Last time we built a classifier that reliably identified known ingredients and linked to their nutritional values in the Food Data Central database (https://fdc.nal.usda.gov/). This time we’re going to try and aggregate those values over all the ingredients in a recipe.

Aggregating nutrient values

The FDC database provides nutrient values per 100g of each ingredient. It is meaningless to add up those values directly unless we believe every recipe contains 100g of each ingredient, which sounds rather unlikely. First, we need to scale those values according to how much of the ingredient is required in the recipe. To be able to do that we need to:

  • Extract the amounts from the ingredient strings (e.g. 1 tbsp)
  • Convert the amounts to a mass in grams

When we have the mass of the ingredient in grams we simply multiply the nutrient values by ing_mass / 100. For example, avocado contains 14.66g Fat / 100g. If our recipe calls for 50g of avocado then we calculate that the avocado contributes 14.66 * 50 / 100 = 7.33 grams of fat to the recipe. Once we have calculated the individual contribution of each ingredient to a given nutrient we can add them all up to find the total amount of that nutrient contained in the meal as a whole.

Extracting amounts

We have extracted amounts from ingredient quantity strings in a previous article but there is a bit more to do here to make sure we pick the right amount(s) in cases where more than one is present.

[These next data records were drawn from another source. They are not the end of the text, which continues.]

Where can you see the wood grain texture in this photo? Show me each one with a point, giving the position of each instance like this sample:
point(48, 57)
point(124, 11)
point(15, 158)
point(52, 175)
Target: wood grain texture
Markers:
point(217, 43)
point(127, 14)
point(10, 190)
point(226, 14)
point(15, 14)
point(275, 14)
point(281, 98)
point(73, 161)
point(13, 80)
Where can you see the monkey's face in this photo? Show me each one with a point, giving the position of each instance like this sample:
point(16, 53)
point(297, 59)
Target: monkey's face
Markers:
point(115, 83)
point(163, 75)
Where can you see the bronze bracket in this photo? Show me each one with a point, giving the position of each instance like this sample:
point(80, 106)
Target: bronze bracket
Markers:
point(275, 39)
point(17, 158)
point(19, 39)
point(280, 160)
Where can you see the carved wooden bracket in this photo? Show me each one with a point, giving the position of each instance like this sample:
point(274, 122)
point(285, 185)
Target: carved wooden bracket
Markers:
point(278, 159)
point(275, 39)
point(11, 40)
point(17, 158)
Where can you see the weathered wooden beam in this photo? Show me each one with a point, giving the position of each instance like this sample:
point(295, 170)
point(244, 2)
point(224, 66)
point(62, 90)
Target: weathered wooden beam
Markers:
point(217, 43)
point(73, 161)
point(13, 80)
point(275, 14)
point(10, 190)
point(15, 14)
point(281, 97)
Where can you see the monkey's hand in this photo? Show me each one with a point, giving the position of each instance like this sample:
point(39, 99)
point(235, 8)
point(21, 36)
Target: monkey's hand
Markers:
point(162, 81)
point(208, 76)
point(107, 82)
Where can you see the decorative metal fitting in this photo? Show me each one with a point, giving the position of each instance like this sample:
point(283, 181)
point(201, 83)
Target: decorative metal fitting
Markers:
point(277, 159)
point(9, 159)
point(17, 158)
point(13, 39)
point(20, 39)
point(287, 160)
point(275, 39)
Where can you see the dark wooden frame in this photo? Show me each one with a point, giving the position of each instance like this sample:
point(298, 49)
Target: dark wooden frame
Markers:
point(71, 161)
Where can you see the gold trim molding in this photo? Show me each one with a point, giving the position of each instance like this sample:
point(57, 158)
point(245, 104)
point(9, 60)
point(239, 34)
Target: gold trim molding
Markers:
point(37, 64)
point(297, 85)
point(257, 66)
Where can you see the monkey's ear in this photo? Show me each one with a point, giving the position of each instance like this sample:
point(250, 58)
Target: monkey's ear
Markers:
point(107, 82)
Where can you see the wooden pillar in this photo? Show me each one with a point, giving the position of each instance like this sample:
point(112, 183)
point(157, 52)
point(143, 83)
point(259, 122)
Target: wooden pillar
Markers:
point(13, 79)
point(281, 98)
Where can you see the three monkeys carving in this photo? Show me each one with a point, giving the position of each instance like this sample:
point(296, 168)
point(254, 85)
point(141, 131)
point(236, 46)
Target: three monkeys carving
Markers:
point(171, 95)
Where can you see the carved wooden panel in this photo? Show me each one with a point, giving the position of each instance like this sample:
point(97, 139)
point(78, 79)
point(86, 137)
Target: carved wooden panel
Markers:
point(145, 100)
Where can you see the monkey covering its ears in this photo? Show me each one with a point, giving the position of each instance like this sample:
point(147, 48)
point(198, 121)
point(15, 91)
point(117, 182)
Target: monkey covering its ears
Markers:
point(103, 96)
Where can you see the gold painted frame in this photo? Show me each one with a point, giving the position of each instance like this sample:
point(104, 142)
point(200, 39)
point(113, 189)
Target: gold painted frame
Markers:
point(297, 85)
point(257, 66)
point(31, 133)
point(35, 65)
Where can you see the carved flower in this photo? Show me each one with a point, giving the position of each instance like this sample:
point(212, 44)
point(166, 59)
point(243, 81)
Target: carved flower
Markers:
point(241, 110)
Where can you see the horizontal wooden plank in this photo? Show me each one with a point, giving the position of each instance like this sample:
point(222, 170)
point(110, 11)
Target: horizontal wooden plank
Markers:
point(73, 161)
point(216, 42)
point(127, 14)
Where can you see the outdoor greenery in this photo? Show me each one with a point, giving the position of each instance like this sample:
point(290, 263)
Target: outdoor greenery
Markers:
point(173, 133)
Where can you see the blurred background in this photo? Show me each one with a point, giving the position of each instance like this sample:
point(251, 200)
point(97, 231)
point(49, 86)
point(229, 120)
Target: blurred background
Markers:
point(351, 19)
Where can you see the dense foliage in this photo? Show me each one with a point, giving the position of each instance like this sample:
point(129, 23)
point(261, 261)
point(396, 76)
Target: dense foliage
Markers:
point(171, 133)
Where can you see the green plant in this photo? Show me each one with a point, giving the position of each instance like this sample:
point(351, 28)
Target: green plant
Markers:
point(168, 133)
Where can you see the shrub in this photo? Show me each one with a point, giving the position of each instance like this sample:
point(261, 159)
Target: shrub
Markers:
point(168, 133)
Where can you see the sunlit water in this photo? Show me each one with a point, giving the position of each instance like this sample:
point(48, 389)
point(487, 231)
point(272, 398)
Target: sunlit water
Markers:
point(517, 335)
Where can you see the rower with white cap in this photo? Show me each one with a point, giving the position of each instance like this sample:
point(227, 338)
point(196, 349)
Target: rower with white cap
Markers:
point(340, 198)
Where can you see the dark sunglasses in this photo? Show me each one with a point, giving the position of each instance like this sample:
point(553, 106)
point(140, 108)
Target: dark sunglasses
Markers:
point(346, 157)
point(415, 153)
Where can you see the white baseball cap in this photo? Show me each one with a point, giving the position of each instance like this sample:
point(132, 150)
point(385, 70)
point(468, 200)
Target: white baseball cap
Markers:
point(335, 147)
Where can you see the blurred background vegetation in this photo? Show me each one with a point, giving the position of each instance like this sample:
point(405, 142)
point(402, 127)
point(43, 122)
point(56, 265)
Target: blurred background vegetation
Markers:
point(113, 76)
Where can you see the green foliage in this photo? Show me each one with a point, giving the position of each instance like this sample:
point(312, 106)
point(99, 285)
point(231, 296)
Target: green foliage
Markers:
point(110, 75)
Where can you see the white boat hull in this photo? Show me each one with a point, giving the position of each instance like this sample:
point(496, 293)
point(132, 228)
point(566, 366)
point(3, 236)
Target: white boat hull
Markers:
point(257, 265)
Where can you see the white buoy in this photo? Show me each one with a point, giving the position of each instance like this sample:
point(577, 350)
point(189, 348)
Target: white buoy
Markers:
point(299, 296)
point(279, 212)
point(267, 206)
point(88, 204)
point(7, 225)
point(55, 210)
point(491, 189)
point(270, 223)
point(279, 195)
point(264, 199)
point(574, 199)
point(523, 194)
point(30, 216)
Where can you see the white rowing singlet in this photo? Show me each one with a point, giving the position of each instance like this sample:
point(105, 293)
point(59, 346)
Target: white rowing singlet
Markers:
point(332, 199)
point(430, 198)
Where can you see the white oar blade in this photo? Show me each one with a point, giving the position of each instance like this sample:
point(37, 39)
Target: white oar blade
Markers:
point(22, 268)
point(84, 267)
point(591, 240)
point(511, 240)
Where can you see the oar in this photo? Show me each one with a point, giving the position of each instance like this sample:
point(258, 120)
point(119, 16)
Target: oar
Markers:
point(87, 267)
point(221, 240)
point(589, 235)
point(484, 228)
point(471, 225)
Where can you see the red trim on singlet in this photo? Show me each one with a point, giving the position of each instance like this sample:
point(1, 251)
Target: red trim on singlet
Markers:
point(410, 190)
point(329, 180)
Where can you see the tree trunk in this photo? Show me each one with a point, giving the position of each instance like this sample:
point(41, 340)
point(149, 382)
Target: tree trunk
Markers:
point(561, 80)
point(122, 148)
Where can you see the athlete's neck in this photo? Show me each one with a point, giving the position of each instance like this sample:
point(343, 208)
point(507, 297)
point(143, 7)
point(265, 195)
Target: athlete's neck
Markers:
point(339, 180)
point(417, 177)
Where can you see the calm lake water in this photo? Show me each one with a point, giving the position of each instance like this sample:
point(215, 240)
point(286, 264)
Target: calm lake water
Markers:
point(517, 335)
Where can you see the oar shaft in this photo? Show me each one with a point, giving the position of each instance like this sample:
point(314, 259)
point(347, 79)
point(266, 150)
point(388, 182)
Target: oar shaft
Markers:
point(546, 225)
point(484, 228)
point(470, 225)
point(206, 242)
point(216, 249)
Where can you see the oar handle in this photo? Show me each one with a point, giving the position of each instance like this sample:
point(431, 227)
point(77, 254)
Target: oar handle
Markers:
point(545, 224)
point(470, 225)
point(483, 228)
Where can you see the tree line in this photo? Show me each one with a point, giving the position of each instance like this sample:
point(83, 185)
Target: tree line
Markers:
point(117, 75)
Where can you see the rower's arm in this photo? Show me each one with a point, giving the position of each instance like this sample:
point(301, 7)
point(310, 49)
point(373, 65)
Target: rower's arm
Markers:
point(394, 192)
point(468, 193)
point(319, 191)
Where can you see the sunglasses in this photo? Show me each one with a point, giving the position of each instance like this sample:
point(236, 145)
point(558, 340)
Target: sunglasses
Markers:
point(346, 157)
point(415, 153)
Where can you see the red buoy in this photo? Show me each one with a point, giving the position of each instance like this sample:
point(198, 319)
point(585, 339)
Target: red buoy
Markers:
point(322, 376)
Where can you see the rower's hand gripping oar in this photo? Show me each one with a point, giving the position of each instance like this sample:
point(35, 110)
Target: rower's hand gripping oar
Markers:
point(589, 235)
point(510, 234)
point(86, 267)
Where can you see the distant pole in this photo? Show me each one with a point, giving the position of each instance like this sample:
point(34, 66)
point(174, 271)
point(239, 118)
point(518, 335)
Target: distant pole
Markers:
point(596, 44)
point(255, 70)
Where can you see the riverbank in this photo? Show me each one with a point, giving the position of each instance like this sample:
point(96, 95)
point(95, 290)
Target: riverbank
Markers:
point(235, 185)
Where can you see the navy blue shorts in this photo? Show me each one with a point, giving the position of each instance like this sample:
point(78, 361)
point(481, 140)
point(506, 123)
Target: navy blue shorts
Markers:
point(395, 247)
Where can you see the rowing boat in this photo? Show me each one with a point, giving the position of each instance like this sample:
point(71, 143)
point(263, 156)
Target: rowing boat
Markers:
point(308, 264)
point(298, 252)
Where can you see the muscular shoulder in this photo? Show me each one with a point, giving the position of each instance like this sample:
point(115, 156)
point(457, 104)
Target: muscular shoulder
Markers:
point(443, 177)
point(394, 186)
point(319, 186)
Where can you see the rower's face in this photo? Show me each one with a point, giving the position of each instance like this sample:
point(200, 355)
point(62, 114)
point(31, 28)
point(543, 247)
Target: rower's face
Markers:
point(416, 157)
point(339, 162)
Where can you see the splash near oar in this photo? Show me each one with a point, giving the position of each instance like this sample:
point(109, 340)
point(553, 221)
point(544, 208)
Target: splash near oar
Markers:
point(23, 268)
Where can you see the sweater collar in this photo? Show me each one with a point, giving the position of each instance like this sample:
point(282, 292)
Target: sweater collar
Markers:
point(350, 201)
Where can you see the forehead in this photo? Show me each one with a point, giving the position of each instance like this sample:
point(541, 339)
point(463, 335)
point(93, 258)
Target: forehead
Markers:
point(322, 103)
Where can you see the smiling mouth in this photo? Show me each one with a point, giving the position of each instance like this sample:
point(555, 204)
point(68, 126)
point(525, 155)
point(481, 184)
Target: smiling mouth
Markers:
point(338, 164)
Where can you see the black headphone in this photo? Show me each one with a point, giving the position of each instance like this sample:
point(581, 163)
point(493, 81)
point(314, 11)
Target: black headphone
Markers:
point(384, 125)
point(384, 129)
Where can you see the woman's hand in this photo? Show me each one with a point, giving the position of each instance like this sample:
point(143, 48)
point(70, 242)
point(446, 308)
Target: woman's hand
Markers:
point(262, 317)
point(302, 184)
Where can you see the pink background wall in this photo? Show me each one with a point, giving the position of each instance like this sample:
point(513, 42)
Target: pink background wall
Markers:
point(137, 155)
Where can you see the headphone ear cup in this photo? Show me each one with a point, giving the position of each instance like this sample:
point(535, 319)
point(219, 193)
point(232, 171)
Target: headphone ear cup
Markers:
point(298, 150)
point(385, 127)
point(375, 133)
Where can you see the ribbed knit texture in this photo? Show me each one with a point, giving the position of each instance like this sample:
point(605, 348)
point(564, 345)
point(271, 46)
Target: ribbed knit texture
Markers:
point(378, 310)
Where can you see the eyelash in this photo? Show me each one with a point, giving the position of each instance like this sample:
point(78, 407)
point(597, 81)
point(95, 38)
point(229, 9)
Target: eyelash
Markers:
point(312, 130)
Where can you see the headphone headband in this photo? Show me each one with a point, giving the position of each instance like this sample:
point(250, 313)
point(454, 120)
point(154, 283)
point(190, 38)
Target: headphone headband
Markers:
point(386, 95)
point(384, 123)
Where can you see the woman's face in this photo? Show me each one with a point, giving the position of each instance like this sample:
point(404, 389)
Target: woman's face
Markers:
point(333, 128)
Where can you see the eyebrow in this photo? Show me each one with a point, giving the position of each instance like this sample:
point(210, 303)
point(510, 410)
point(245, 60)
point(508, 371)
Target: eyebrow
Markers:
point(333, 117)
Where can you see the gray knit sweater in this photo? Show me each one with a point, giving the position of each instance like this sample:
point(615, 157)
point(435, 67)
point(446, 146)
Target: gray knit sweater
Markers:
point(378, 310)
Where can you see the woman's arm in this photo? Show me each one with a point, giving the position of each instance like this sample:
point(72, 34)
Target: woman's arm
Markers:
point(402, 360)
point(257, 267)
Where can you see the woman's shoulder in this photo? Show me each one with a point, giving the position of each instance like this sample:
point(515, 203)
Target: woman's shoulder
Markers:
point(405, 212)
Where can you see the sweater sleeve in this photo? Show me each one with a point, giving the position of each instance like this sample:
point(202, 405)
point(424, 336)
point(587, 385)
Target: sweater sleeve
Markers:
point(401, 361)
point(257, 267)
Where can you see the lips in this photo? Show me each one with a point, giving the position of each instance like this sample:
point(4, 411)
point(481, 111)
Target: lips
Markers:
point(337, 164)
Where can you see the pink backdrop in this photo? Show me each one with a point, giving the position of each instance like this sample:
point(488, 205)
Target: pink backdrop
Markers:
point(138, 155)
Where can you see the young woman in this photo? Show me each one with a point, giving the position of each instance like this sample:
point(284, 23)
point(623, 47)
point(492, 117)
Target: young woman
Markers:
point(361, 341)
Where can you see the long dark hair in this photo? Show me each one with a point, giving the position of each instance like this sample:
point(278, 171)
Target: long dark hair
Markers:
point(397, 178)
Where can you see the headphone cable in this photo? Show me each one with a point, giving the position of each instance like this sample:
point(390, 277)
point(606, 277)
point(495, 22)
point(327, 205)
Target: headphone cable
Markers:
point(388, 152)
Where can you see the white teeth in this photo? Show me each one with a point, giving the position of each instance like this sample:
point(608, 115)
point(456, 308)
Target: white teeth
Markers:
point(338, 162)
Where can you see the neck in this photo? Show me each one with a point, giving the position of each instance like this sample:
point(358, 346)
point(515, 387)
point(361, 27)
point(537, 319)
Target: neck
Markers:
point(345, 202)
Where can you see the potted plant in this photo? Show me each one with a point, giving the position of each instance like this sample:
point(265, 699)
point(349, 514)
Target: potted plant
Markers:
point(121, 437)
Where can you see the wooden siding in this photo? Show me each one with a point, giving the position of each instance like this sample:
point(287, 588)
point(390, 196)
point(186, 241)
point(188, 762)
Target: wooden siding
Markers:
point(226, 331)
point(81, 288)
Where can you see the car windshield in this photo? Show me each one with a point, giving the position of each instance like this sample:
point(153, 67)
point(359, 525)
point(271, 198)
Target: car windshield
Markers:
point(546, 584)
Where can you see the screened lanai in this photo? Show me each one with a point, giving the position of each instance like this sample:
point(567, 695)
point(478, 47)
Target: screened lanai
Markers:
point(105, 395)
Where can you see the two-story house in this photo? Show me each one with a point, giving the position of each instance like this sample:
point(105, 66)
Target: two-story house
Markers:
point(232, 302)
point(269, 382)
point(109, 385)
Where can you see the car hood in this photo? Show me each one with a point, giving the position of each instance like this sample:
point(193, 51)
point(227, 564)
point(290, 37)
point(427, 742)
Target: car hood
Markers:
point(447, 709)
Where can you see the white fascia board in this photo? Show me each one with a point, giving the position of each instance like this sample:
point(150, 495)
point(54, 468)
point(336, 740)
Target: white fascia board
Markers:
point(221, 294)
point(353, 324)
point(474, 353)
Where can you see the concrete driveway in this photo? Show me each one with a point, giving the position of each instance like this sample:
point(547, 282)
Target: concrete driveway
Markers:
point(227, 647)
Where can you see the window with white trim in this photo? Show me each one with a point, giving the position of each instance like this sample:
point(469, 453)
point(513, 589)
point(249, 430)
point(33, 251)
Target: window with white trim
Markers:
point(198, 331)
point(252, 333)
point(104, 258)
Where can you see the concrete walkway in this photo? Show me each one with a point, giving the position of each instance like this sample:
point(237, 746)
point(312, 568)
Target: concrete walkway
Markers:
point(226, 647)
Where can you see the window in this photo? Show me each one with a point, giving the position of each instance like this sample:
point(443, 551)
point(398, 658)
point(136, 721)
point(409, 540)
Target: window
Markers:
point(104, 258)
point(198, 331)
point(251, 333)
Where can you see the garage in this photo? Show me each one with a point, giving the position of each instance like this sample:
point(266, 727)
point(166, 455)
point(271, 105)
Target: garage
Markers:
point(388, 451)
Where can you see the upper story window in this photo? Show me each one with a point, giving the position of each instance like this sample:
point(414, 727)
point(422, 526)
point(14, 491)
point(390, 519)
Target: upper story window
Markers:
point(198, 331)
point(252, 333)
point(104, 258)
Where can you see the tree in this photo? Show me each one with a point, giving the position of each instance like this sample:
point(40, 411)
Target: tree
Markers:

To extract the raw amounts we’ll use the rule class we devised previously:


class rule:
	
	def __init__(self, pattern, substitution):
		self.p = rule._translate_type_captures(rule._translate_type_matches(pattern))
		self.s = rule._translate_type_substitutions(substitution)
		
	def sub(self, s):
		return re.sub(self.p, self.s, s)
		
	def _translate_type_captures(s):
		pat = r'\{\(\?\<(?P<type_and_index>[a-z_]+[0-9]*)\>(?P<content>.*?)\)\}'
		rep = r' ?(?<![^\> ])(?P<T_\g<type_and_index>>\g<content>)(?![^\< ]) ?'
		return re.sub(pat, rep, s)
		
	def _translate_type_matches(s):
		pat = r'\<\<!(?P<type_and_index>(?P<type>[a-z_]+)[0-9]*)\>\>'
		rep = r'(?! ?\<\g<type>\>)'
		s2 = re.sub(pat, rep, s)
		pat = r'\<\<(?P<type_and_index>(?P<type>[a-z_]+)[0-9]*)\>\>'
		rep = r' ?\<\g<type>\>(?P<T_\g<type_and_index>>(?:(?!\<\/\g<type>\>).)*)\<\/\g<type>\> ?'
		return re.sub(pat, rep, s2)
		
	def _translate_type_substitutions(s):
		pat = r'\<\<(?P<type_and_index>(?P<type>[a-z_]+)[0-9]*)\>\>'
		rep = r' <\g<type>>\\g<T_\g<type_and_index>></\g<type>> '
		return re.sub(pat, rep, s)

For this application we can simply apply our rules sequentially to classify the amounts in a string:

def classify_amounts(s):
	for r in amount_rules:
		s = r.sub(s)
	return s

Then we can use extract_typed to grab the bits we’re interested in. We’ll simplify it to just accept one type and to match anything up to the corresponding closing tag:

def extract_typed(s, t):
	return re.findall(r'\<' + t + r'\>((?:(?!\</' + t + '\>).)*)\</' + t + r'\>', s)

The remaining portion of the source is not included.